The great man was busy with affairs of State, but the world has a kindly heart for lovers and the experienced official can recognize them afar. He glanced over a crowd of many men advancing various claims, and said, with a knowing smile, "Hello!"
"License," was all Jim said, and a subdued "Ha, Ha!" was the amused response.
The mayor pulled out a drawer, produced a form, and rattled off the usual questions: Name? Age? Married before? etc., filling it in; then did the same for Belle. "Now stand up. You swear to the truth of each and all of the statements?" Each of them raised a hand and swore.

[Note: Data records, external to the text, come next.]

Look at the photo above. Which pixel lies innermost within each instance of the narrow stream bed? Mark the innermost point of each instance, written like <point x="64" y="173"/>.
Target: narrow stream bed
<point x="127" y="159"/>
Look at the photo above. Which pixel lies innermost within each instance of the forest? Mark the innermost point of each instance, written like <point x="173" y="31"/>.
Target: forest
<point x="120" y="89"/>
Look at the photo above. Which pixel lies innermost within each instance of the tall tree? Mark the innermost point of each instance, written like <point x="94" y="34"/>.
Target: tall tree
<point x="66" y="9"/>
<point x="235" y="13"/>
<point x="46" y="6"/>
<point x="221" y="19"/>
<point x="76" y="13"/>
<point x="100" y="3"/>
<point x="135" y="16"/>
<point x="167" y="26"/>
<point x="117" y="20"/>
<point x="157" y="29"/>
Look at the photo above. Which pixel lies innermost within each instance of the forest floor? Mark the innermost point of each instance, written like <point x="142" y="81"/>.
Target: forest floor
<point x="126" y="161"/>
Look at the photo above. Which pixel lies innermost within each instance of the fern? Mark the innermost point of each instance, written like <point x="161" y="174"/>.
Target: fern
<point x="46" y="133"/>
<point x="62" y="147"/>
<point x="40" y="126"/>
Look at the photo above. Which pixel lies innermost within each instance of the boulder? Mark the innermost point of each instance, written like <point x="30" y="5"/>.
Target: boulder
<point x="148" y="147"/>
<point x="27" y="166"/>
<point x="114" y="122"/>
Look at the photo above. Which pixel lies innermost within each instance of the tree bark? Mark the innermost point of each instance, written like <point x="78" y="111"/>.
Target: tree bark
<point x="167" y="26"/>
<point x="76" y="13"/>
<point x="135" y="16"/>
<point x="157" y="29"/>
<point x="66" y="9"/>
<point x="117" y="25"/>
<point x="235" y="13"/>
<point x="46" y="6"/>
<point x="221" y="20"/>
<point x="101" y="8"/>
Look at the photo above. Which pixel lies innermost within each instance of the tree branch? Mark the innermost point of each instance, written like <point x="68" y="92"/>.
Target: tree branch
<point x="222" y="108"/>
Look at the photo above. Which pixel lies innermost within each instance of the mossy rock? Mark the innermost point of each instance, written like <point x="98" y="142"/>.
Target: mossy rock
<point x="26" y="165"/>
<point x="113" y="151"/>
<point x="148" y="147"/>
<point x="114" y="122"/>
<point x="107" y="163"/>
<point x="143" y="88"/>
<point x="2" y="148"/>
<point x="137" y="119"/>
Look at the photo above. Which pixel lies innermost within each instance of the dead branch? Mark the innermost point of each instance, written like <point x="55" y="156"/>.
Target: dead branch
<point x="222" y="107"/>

"Want to finish it up now?" said the mayor.
"Yes."
"Put on the ring and hold her hand." Jim did so. The mayor stood up, holding their clasped hands in his left. He raised his right and said: "James and Belle, in accordance with the laws of the United States and of the State of Dakota, I pronounce you man and wife." He signed the paper, gave each in turn the pen to sign, and said, "Now I want another witness."
"Sure, I'd like to be in on that there dokiment," said a rough voice.
"Can you write?"
"Bet your life I can."
A big heavy man came forward; the mayor handed him the pen; and, after the word "Witness" he wrote, "Pat Bylow, of Cedar Mountain"; and then with a friendly grin he offered his hand to the Preacher, and they gripped hands for the first time.